From Ilya Nemenman: Theoretical Biophysics @ Emory
Jump to: navigation, search

Bottleneck with finite samples

In the bottleneck algorithm, one assumes to know the joint distribution of the predictor and the relevant variable. In reality, you almost never have this knowledge, but only the knowledge of samples from this distribution. How does the uncertainty of learning the pdf from the samples influences the findings of the bottleneck?
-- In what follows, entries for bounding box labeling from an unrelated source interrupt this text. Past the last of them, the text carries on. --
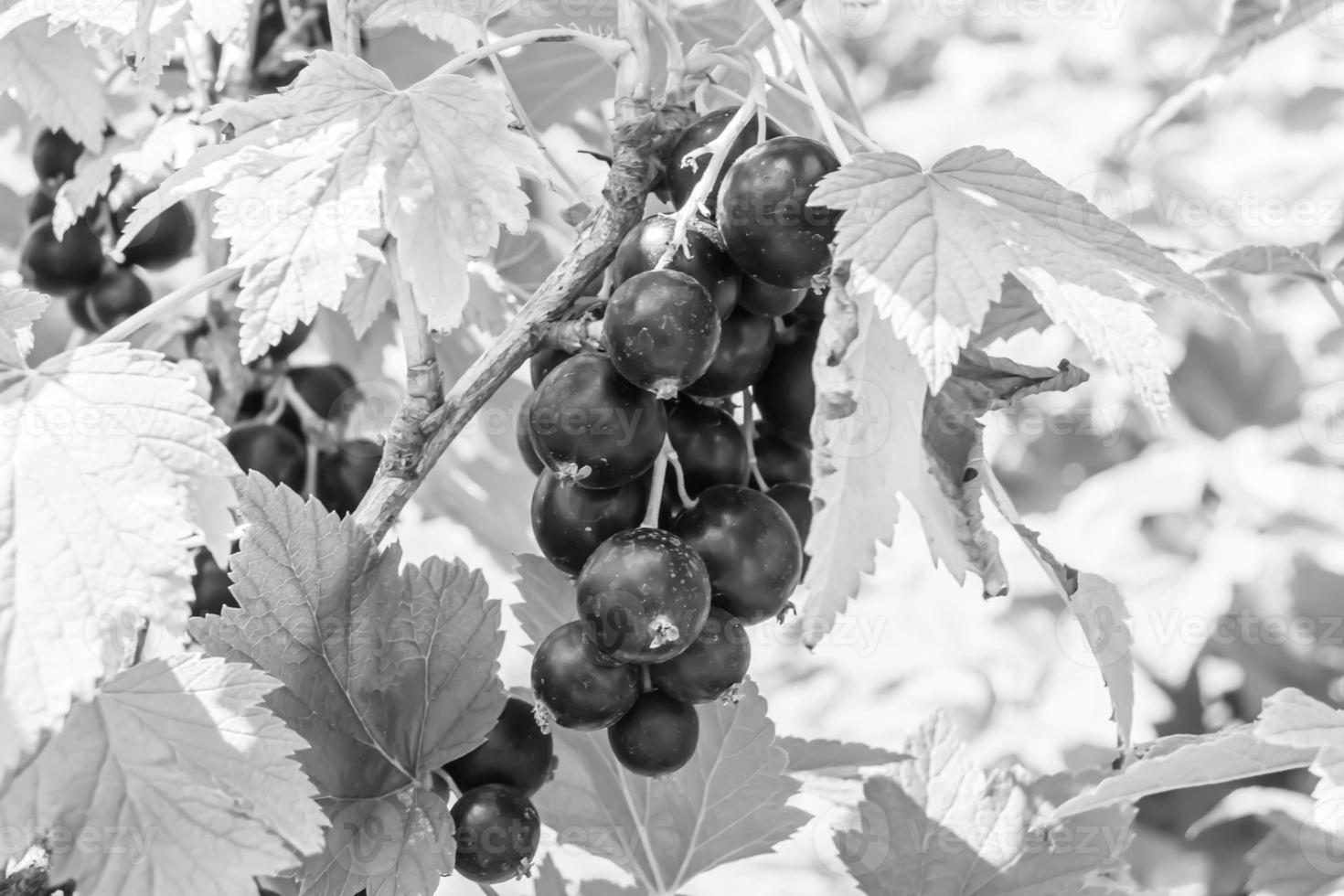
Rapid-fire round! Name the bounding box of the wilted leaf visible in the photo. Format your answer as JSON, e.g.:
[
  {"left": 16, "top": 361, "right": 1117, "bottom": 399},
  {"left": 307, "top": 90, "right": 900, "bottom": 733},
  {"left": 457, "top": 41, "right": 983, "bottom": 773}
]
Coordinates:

  • Still and Bialek, 2002
  • O Shamir, S Sabato, and N Tishby. Learning and Generalization with the Information Bottleneck. Proc Intl Symp AI and Mathematics (ISAIM)-2008. PDF.
    The information bottleneck is an information theoretic framework, extending the classical notion of minimal sufficient statistics, that finds concise representations for an ‘input’ random variable that are as relevant as possible for an ‘output’ variable. This framework has been used successfully in various supervised and unsupervised applications. However, its learning theoretic properties and justification remained unclear as it differs from standard learning models in several crucial aspects, primarily its explicit reliance on the joint input-output distribution. In practice, an empirical plug-in estimate of the underlying distribution has been used, so far without any finite sample performance guarantees. In this paper we present several formal results that address these difficulties. We prove several non-uniform finite sample bounds that show that it can provide concise representations with good generalization based on smaller sample sizes than needed to estimate the underlying distribution. Based on these results, we can analyze the information bottleneck method as a learning algorithm in the familiar performance-complexity tradeoff framework. In addition, we formally describe the connection between the information bottleneck and minimal sufficient statistics.
    The paper proves that the errors in the bottleneck cost function depend on the cardinality of the compressor variable, rather than the original predictor variable (the proof in this version is a bit fishy, i think). In addition, the paper shows that the probability of misclassifying the relevant variable based on the compressed predictor variable is exponentially low in the mutual information between the two; in this sense, a quality of classification is known objectively, rather than subjectively. Finally, it's shown that the quality of the approximation is also governed by the mutual information between the compressed and the original variables, showing that one should compress. It is also shown that as the compression penalty goes to zero, the compressed variable becomes a sufficient statistics.